Quando solitamente la “mente” viene ammorbata da dualismi come, ad esempio, fluido (l’acqua, le nuvole) e solido (il tronco, il corpo), non si potrà comprendere il medesimo galleggiamento, delle nuvole nel cielo, delle piante sull’ acqua dolce, del “mio” corpo posato sul tronco o…sull’Universo.

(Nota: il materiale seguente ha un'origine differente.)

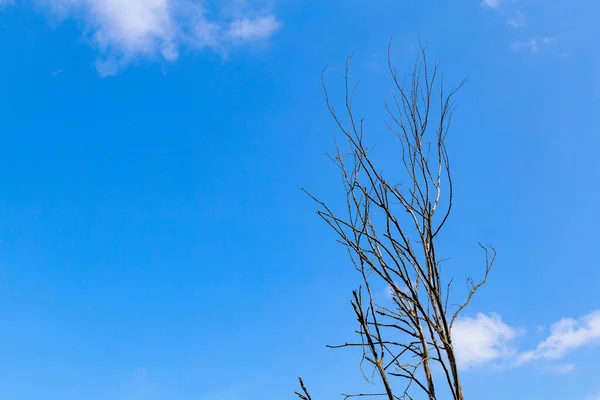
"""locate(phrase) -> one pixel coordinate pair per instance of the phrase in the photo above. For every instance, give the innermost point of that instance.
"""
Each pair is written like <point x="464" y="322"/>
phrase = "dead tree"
<point x="391" y="231"/>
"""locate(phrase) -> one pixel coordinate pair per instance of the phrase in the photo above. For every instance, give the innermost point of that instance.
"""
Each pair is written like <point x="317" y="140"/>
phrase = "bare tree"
<point x="391" y="231"/>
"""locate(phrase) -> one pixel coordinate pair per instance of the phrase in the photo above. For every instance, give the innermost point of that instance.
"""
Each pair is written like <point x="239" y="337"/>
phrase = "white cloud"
<point x="490" y="3"/>
<point x="481" y="340"/>
<point x="566" y="335"/>
<point x="257" y="28"/>
<point x="125" y="30"/>
<point x="509" y="10"/>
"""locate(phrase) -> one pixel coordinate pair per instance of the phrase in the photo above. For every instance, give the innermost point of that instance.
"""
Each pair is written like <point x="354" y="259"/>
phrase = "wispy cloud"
<point x="125" y="30"/>
<point x="566" y="336"/>
<point x="252" y="29"/>
<point x="532" y="45"/>
<point x="509" y="10"/>
<point x="481" y="340"/>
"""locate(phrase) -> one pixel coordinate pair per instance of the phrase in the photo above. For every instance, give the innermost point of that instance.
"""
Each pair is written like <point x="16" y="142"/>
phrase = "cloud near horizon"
<point x="125" y="30"/>
<point x="486" y="339"/>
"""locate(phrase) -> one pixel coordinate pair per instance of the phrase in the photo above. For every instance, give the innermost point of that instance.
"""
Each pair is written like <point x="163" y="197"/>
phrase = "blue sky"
<point x="154" y="240"/>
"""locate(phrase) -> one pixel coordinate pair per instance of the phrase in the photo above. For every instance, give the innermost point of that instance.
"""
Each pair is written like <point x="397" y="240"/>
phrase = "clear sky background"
<point x="154" y="240"/>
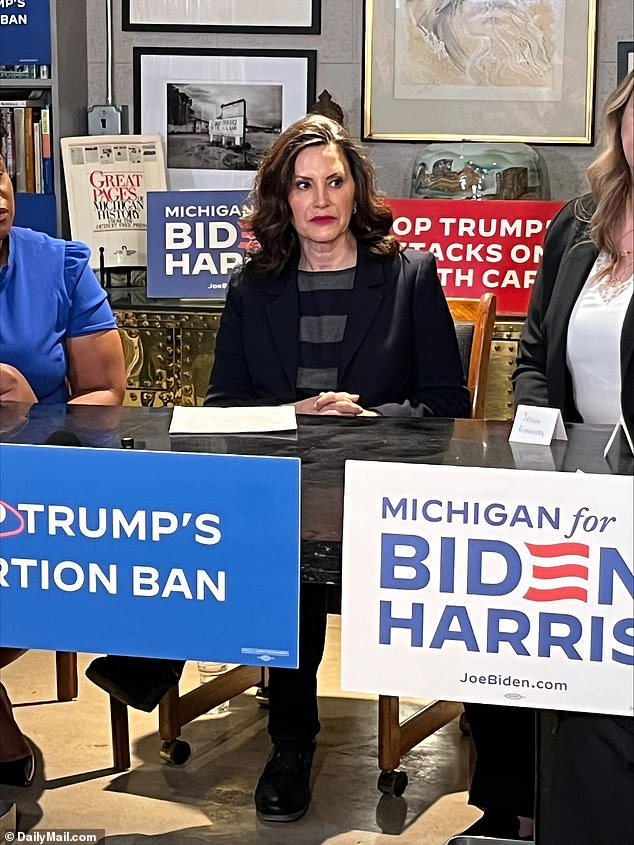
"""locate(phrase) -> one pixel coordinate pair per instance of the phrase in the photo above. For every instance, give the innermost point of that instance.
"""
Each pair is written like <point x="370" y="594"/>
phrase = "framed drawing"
<point x="299" y="17"/>
<point x="464" y="70"/>
<point x="624" y="59"/>
<point x="218" y="111"/>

Questo tipo di inversione tra figura e sfondo tipico della poesia contemplativa di Bajec non resta però una semplice proiezione (frammentazione del mondo quale prodotto di un… pensiero in frantumi e viceversa) ma diventa vera e propria percezione come quella magnificamente mostrata nella poesia breve della Seconda parte della raccolta (Vasto cielo):
uguale a un fiocco di neve/
su un parabrezza di un camion/
questo mondo irreale/
che leggeri attraversiamo/
sorridendo per poco/
[pg. 69].
Fabrizio Bajec ha iniziato la pratica della meditazione nel 2008, frequentando varie scuole e tradizioni buddiste (zen vietnamita, buddismo theravada, zen giapponese). È stato ordinato monaco zen sôto nel 2022 e ha ricevuto la trasmissione del dharma (shiho) dal maestro Bernard Senryû Deverrière nel maggio 2023. Due libri sullo zen sono apparsi in Francia nel 2024: Le Moine et l’enfant (éditions Synchronique) e Le point zéro (L’originel-Accarias).
Attraverso questo suo particolarissimo percorso spirituale la poesia di Bajec sembra aver acquisito speciali capacità. La prima: evitare di proiettare sentimenti propri sul mondo. La seconda: regalare la vera percezione dell’evento senza l’intrusione di un sé.
Esempi di queste capacità sono il tanka d’Autunno a pg. 35:
le oche della Loira/
scaricano sterco dul molo/
presso il ristorante/
fluviale due donne inciampano/
nelle loro Ferragamo/,
dove persino l’inattività dello haijin non si impone e anzi si sottomette a una compassione che pervade tutta la scena senza alcun rilievo di tipo personale, ambientale, sociale o morale.
Nel testo seguente di pg. 67 si apprezza invece questa capacità di istituire la stessa azione (direbbe un critico occidentale: il poiein) a soggetto della poesia:
l’operaio fognario emerge/
abbagliato dal sole/
ma il telefono scivola/
e finisce nel buco/
dove lui ridiscende/
con lo sguardo di Sisifo/
gettato alla rinfusa/.
Attraverso queste sue capacità Bajec in definitiva ci restituisce una inattività della lingua che è propria della poesia. Abituati come siamo a una forma attiva di linguaggio (la comunicazione, l’informazione) le poesie brevi di Bajec riescono a ricordarci una modalità contemplativa della lingua. E di questi tempi, dove il caos informativo e comunicativo distrugge il silenzio, quello che Bajec riesce a far con “poche” forme della brevità, non è poco.